Well after looking at all of the stores and their profit and loss statements I gave the owner my findings as to what his stores were worth at the present time and the number was $12MIL. Of course as any owner and prospective seller may respond he didn’t think the number was high enough. However, I explained to him why $12MIL was the correct number and also shared with him the present tax situation and how he would save money on taxes and therefore put more dollars in his pocket, which again is what I focus on. And that is working to put the most amounts of dollars in my client’s pockets. I also shared with my prospective client that the majority of his stores had peaked in their performance based on his operational buying power due his size of operations and the fact the towns in where his stores were located had already started to shift and the stores were no longer “A” stores like they were when they were built, but were now “B” stores and eventually they would probably become “B-“and possible “C” stores in regards to profitability as time went on.
Needless to say the owner for a multitude of reasons decided not to engage myself and my company in the selling of his stores. I understood and respected his decision.
Now fast forward six years later. Same owner, same family, same conversation, same review and unfortunately the same valuation. $12MIL, but this time it was for 10 stores not 9 stores. The same $12MIL valuation was after the owner had built a new store within the last 2 years at a cost of just under $2MIL, but the market valuation of all of the stores was still $12MIL. What happened during the past 6 years? Unfortunately the items I had addressed and presented to the owner six years earlier regarding the stores deteriorating from ”B” stores to “C” stores had come to fruition and if the owner had not spent the money to build a new store the 9 stores would probably only been worth $9MIL. Plus to make matters worse the overall tax climate had changed in the 6 years since I had first met with the owner thereby reducing the amount of money the owner was going to get to put in his pocket.

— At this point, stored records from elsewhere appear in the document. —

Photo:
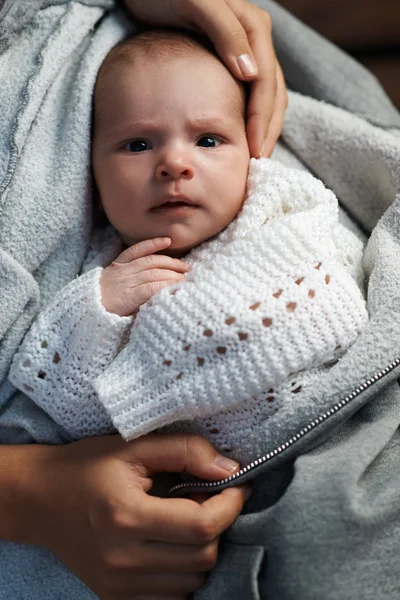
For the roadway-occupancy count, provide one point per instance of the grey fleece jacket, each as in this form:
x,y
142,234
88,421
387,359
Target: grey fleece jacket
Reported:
x,y
324,519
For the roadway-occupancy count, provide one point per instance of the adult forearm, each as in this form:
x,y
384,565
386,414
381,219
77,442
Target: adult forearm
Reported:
x,y
20,486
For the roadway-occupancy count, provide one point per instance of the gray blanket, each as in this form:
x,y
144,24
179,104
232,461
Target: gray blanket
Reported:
x,y
324,520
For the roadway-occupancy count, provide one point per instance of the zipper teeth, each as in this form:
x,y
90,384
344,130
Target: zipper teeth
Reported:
x,y
317,421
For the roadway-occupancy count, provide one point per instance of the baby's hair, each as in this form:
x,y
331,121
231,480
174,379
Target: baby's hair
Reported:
x,y
162,43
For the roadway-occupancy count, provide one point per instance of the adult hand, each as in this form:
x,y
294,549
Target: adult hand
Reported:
x,y
242,36
92,509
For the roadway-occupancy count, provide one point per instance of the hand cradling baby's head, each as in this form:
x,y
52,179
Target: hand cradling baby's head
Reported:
x,y
170,154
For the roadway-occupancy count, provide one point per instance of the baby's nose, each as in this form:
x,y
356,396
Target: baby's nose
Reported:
x,y
174,167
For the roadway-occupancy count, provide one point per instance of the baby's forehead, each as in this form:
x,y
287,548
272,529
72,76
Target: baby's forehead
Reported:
x,y
156,48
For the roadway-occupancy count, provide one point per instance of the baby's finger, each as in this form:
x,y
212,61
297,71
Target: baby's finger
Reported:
x,y
158,261
143,248
156,275
145,291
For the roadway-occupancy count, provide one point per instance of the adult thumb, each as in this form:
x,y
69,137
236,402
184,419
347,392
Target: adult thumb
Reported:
x,y
177,453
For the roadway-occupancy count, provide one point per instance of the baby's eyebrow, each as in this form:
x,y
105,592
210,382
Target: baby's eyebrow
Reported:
x,y
152,126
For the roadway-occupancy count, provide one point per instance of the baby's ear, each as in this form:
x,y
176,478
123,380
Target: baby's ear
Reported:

So what is the moral of this story? To continually be looking out for number #1. Get the annual checkups for your health and your business. Make a point once a year to get a business checkup just like you would for your physical body have an annual checkup for your business. Find out what areas need to be addressed to keep your business healthy and find out what you are doing right. Nobody wants to wait until the last minute only to find out after working for many years they are not in as good as shape as they thought they were and their business will not bring “top dollar” in the market place. Don’t wait until there is something wrong where you have to be in a reactive mode and try to hurry up and fix the situation. We are all guilty of procrastinating and putting off things and we all adhere to the “The things that are easy to do are easy not to do” theory, but we can’t fall for any of this. Many people look up to you and depend on you. Oh yes and the story about the owner who I worked with for 6 years. He ended up letting me and my company help him sell his chain of convenience stores and yes it ended up selling for $12MIL. Funny how reality has a way of not going away and circles back to us.